>>12054858No, that's a different assumption. If you assume that the objects were detected on radar/IR as the pilots say, then the balloon theory for one is immediately stupid.
What he's actually doing is saying "I'm going to ignore this" (again, this isn't always unjustified) and what he should have said was to give a justification why, but he doesn't even do this part correctly.
The reason he does this is basically because it's the only way to pretend that this is even analysable by the scientific method. It's not. It's a chance encounter, not something reproducible. In order to pretend you're doing science you have to throw away the whole lot, not just the video.

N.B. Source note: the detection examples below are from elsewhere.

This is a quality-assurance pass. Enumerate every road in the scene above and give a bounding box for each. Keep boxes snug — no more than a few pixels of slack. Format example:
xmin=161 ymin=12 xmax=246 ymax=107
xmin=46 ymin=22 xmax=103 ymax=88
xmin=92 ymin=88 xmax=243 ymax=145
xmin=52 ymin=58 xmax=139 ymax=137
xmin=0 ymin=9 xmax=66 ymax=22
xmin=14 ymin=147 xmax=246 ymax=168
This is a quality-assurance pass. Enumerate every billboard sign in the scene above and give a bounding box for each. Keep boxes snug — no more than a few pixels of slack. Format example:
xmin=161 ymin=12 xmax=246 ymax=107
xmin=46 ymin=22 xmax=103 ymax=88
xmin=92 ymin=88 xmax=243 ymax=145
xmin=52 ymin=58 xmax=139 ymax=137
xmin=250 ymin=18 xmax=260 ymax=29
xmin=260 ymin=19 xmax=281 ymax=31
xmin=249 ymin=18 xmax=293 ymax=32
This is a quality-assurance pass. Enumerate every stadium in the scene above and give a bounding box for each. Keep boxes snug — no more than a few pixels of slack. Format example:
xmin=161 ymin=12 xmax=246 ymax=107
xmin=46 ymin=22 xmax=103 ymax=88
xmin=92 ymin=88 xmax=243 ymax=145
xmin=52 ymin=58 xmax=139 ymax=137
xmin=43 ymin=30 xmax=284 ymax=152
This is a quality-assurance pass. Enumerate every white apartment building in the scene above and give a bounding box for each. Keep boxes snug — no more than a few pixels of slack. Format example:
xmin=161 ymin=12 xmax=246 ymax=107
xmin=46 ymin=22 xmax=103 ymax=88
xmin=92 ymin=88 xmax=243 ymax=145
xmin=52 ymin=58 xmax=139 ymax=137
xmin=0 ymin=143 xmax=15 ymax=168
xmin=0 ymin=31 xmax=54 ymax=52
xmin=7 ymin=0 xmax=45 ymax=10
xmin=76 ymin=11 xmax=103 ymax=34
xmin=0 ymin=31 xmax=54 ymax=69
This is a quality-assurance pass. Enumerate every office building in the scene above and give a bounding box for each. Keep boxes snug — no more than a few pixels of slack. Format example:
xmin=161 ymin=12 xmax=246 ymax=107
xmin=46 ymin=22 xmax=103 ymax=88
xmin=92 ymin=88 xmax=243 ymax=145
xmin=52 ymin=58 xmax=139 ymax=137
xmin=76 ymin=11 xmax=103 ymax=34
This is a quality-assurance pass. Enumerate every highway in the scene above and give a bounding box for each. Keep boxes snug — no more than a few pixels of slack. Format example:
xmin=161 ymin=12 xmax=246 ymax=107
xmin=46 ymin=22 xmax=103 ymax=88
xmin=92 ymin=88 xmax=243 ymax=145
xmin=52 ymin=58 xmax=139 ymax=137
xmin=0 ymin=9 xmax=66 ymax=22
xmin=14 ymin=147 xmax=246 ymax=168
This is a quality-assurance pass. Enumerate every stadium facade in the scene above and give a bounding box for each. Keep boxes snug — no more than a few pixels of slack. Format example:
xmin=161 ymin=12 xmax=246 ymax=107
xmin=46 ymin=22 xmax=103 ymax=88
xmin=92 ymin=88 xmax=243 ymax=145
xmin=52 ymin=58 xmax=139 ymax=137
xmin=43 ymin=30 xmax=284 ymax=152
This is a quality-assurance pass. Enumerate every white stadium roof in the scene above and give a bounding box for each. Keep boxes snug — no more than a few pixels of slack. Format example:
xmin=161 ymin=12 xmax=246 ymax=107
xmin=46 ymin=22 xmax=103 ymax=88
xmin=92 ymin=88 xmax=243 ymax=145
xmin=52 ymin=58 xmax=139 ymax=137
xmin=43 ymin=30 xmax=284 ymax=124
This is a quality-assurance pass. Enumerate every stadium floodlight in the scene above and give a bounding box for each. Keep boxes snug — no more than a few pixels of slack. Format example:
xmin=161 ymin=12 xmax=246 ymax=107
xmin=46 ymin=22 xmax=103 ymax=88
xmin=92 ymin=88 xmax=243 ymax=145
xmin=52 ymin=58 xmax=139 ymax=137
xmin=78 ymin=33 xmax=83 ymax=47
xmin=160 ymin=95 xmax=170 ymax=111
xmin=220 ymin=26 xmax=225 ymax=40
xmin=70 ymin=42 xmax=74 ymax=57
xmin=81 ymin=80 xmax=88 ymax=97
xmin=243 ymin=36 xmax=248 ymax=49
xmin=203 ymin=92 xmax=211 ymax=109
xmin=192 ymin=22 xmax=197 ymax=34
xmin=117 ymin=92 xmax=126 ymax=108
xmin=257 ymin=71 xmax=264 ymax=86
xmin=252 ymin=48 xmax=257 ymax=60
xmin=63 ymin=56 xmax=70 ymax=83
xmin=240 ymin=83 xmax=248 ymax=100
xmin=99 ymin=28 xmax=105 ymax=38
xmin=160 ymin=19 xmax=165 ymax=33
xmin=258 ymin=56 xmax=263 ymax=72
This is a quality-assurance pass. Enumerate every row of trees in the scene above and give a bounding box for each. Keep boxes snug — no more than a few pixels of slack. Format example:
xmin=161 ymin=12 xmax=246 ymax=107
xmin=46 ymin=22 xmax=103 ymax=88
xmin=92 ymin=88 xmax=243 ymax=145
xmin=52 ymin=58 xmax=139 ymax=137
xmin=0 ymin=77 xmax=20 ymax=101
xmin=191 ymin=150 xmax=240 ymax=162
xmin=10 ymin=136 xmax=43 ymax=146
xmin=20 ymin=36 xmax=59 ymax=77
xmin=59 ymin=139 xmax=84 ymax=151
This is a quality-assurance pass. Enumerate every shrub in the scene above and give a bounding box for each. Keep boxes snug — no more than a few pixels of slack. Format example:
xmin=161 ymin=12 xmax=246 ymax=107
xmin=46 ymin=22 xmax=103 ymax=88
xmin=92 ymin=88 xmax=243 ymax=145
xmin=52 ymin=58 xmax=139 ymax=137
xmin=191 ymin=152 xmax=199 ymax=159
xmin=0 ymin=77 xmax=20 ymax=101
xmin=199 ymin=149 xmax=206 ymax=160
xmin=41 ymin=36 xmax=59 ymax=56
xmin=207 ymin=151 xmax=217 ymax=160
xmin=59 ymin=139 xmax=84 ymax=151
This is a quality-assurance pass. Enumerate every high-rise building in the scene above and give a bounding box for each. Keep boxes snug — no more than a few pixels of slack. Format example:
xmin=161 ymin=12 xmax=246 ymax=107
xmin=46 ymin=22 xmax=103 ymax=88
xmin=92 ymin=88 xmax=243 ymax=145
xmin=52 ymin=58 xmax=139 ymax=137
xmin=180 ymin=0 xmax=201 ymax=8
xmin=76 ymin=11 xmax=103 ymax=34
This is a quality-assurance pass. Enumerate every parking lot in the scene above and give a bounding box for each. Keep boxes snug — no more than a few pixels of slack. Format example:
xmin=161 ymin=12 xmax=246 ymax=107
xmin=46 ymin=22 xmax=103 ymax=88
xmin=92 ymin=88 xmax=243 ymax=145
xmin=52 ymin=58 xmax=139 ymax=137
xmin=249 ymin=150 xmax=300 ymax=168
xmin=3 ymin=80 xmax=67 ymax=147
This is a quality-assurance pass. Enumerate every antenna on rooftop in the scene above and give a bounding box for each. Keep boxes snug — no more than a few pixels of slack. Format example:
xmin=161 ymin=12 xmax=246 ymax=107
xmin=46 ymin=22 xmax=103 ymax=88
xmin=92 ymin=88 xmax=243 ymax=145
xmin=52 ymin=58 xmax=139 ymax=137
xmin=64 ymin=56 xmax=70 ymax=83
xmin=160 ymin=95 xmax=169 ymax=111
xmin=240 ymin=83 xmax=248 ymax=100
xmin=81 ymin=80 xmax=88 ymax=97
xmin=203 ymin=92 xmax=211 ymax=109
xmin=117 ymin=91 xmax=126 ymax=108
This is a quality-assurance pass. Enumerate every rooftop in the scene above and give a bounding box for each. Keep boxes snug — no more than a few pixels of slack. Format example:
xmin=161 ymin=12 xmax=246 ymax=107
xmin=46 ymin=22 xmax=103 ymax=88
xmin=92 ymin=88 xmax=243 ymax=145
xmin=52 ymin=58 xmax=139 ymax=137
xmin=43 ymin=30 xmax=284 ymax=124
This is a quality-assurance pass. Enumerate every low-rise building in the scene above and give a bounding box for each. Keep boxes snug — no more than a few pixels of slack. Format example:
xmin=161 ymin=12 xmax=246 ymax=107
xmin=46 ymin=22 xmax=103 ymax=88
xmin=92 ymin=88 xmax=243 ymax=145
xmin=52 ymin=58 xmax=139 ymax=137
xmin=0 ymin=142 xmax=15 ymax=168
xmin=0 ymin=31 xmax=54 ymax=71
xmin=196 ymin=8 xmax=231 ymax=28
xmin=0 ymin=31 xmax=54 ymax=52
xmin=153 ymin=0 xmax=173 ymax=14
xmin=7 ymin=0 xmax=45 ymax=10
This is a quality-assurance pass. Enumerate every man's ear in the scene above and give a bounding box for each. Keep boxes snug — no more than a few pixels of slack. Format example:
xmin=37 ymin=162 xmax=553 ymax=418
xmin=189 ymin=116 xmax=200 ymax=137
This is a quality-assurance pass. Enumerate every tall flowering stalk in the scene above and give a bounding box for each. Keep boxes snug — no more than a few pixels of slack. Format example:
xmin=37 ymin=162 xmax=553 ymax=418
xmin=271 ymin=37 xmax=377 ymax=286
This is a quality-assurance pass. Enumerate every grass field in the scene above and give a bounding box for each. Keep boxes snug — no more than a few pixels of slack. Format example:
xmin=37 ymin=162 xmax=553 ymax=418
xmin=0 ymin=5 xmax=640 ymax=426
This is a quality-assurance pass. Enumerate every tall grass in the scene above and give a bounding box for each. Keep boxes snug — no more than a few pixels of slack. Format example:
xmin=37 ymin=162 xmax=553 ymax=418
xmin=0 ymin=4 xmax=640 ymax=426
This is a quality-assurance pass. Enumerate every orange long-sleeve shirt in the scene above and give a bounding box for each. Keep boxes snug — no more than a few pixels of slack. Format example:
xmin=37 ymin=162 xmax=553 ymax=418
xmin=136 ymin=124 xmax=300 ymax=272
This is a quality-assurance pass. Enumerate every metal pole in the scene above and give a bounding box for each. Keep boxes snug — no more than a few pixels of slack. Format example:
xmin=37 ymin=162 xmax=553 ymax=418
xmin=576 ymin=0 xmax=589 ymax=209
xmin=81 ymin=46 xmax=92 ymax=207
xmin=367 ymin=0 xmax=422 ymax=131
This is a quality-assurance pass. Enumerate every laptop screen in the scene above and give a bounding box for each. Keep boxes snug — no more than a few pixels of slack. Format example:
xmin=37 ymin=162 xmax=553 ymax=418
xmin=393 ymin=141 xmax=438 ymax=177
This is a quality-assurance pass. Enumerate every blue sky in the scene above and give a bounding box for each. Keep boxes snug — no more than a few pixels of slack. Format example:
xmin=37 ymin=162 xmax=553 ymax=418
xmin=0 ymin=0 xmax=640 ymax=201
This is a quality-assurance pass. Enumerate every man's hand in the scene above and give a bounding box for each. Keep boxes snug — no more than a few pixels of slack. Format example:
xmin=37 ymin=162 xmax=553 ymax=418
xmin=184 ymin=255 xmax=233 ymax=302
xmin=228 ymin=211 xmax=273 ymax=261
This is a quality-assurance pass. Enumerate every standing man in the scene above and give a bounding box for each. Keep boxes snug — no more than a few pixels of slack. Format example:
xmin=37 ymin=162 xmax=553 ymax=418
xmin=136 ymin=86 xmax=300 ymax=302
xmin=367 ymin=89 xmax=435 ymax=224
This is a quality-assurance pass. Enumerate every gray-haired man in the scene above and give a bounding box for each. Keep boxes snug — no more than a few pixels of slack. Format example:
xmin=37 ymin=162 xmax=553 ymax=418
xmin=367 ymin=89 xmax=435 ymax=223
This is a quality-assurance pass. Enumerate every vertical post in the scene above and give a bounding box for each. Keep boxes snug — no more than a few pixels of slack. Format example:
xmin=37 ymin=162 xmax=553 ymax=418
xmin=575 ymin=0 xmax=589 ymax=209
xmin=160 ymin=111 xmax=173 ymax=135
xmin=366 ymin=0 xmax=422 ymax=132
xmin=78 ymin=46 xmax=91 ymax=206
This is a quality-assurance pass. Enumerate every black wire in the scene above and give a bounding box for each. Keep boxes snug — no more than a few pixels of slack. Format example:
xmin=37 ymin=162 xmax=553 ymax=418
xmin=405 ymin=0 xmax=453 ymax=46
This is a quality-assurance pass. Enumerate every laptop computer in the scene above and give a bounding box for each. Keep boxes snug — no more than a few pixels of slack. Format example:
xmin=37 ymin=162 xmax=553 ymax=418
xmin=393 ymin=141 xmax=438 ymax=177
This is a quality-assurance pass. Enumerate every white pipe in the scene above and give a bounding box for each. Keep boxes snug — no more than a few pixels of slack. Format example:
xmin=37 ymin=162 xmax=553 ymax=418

If it were as he claimed, and he's throwing away what is "not testable" then you're now allowed to essentially disregard all other claims, because they're one-off events. So if he says, as he does, "the pilots were confused by X" and the pilots have claimed they experienced this multiple times, then he gets to say "oh that's not testable." When the pilots say "there were many more than one" he again gets to say "well that's not testable, because the video is the only thing I have." This isn't scientific behaviour at all, this is weakening constraints to allow for sloppy theories, because he's well aware that while he may explain one object by his current theory, he doesn't explain a large number being encountered multiple times. Balloons are out, and so are birds.
It's not behaving scientifically to just ignore what people claim once you have these claims being made by more than one person, and repeatedly. What he's done is dress up something equivalent to wilfuly ignoring things which I think to any reasonable person are implausible. By pretending it's a scientifically analysable event, he can ignore plausible or likely other constraints on the theory on the basis that it isn't repeatable, and therefore he throws it out.
This makes it little better than speculation to me.